Based on bimodal imaging characteristics, the cohort was classified into Group A (double-positive active inflammation, n = 11), Group B (metabolically silent BME, n = 5), and Group C (double-negative complete remission, n = 3). Baseline characteristics, including disease duration and the proportion of bDMARDs usage, were comparable between Group A and Group B (all P = 1.000), successfully controlling for potential confounding biases related to treatment history.
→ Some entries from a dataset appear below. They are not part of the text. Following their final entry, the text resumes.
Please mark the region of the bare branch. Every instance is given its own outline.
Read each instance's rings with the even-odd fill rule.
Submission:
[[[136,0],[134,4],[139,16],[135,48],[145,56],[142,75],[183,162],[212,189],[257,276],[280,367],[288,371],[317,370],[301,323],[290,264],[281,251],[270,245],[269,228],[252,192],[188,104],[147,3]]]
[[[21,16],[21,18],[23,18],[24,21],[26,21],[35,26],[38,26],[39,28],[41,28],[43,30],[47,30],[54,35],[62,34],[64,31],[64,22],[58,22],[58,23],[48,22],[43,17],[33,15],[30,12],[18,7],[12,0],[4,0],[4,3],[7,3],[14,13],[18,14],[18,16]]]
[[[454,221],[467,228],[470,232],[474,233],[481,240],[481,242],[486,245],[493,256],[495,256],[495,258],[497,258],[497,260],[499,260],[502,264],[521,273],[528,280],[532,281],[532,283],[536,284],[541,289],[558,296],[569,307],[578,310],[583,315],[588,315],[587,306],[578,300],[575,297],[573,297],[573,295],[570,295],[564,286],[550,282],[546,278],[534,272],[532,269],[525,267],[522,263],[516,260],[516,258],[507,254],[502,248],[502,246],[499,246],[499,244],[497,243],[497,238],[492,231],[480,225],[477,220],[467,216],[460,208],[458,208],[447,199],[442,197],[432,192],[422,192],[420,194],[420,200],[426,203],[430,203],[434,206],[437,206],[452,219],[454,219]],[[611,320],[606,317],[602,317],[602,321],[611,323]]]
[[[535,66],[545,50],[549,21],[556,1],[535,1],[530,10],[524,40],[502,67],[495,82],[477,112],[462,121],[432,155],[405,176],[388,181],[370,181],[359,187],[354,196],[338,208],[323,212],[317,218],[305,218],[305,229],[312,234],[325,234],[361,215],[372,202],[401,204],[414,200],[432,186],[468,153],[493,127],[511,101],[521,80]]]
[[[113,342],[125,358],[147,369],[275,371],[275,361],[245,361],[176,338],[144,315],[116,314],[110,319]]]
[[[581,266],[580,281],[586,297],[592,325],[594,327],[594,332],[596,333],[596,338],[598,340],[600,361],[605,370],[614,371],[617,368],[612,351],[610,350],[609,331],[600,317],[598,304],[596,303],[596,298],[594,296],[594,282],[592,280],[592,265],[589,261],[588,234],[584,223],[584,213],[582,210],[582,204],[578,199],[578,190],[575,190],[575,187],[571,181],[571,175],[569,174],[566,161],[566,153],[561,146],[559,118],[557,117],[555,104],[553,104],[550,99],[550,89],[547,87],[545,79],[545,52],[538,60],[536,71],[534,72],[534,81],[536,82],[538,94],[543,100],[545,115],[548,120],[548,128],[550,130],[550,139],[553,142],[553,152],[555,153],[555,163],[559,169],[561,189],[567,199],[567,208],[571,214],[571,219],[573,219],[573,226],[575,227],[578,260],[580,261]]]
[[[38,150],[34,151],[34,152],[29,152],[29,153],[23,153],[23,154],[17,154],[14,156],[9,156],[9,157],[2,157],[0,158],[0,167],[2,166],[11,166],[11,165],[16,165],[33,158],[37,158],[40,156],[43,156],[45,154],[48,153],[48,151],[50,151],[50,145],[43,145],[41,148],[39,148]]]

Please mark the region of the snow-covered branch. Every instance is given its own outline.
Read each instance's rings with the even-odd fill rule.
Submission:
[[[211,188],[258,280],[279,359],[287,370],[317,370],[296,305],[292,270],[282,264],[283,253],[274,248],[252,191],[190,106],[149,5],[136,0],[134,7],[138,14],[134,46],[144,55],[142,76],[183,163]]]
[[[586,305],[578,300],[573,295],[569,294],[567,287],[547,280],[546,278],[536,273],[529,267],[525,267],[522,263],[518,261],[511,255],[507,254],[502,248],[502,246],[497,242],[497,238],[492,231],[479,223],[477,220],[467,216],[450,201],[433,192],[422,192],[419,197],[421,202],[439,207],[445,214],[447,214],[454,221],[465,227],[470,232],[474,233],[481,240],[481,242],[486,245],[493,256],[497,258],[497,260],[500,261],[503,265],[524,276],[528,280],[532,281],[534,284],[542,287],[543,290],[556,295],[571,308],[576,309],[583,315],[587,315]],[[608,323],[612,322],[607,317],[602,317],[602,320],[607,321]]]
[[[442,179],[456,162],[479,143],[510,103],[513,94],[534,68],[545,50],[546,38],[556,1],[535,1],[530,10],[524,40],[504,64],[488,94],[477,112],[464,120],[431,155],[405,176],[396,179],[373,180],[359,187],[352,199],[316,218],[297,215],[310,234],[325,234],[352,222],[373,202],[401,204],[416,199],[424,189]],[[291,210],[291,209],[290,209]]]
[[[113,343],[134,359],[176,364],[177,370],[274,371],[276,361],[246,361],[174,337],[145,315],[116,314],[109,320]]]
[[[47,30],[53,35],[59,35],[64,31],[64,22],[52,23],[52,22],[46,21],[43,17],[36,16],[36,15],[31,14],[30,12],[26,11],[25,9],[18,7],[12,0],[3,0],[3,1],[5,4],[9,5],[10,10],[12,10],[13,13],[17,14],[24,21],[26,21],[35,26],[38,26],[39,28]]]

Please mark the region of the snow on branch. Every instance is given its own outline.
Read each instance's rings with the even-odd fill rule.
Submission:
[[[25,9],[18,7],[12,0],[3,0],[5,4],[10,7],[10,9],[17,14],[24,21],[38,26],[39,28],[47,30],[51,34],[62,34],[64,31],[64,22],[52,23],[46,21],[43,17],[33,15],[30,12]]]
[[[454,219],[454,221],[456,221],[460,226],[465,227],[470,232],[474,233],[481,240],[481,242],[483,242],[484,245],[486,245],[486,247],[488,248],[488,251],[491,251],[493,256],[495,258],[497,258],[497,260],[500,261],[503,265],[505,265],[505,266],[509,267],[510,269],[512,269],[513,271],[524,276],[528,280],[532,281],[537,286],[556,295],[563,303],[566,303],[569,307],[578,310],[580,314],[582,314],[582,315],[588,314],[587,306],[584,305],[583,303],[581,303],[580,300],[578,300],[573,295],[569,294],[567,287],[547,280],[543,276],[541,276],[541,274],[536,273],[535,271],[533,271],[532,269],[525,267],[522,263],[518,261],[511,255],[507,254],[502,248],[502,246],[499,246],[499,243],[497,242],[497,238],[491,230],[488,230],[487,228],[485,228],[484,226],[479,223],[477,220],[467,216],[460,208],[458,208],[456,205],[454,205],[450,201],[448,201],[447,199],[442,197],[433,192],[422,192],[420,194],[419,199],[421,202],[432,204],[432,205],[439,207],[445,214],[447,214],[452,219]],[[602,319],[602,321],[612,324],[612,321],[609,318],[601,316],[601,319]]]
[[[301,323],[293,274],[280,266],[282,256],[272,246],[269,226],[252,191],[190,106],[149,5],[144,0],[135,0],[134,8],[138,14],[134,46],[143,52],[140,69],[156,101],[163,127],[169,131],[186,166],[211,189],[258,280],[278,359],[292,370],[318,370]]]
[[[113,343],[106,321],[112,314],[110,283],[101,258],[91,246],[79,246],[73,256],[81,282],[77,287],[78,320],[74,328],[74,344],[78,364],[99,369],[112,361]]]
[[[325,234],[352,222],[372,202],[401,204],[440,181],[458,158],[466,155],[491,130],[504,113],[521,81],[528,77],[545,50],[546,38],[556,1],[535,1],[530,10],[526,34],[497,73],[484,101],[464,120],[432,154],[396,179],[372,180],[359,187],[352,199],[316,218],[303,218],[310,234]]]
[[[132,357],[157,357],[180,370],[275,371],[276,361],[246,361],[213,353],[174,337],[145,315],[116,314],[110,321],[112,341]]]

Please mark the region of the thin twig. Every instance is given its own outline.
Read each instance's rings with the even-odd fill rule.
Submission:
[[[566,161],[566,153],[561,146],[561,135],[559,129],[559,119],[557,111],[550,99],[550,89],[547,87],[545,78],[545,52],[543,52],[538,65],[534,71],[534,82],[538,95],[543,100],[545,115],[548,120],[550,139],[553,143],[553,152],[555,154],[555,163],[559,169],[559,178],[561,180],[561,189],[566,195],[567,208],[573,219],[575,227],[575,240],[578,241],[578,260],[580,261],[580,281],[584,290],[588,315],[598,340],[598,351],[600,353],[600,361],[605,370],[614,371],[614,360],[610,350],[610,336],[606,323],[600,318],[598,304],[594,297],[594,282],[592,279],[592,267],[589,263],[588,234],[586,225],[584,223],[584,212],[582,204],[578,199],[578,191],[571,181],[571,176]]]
Bivariate analysis revealed that the SUVmax of target lesions exhibited a strong, significant positive correlation with systemic inflammatory burden and physical symptoms, specifically with the Ankylosing Spondylitis Disease Activity Score (ASDAS-CRP) (r = 0.742, P < 0.001) and BASDAI (r = 0.746, P < 0.001). Crucially, phenotypic validation demonstrated that the comprehensive disease activity of Group B was significantly lower than that of the metabolically active Group A (mean ASDAS-CRP: 0.93 vs. 2.08, P = 0.005). All subjects in Group B scored < 1.3 on the ASDAS-CRP, confirming a state of strict clinical remission. Furthermore, the unsupervised hierarchical clustering heatmap corroborated these findings. Without any prior diagnostic labels, subjects in Group B automatically congregated into an independent topological branch. This specific cluster displayed a highly uniform multidimensional profile characterized by "high edema (positive MRI BME), low metabolism (baseline PET SUVmax), and low clinical symptoms."
This study provides objective evidence for the existence of a "metabolically silent" BME subpopulation in axSpA. Despite exhibiting high-intensity fluid signals on conventional MRI mimicking active sacroiliitis, these lesions are devoid of the enhanced glycolytic activity typical of polarized M1 macrophages. The pathophysiological foundation of this phenotype likely reflects a transitional phase of aseptic tissue repair—encompassing microvascular bed remodeling, extracellular matrix deposition, and adaptive responses to biomechanical stress—rather than highly invasive immune-mediated osteitis. The integration of 18F-FDG PET/MRI effectively differentiates structural remnants from true active immunological lesions. Recognizing this metabolically inert phenotype has important clinical implications for refining current T2T imaging assessment criteria. It serves as a valuable imaging adjunct, preventing the over-interpretation of false-positive BME and safeguarding patients from the prolonged use or unnecessary dose escalation of biologic agents, thereby minimizing the risks of opportunistic infections and reducing the socioeconomic burden of axSpA management.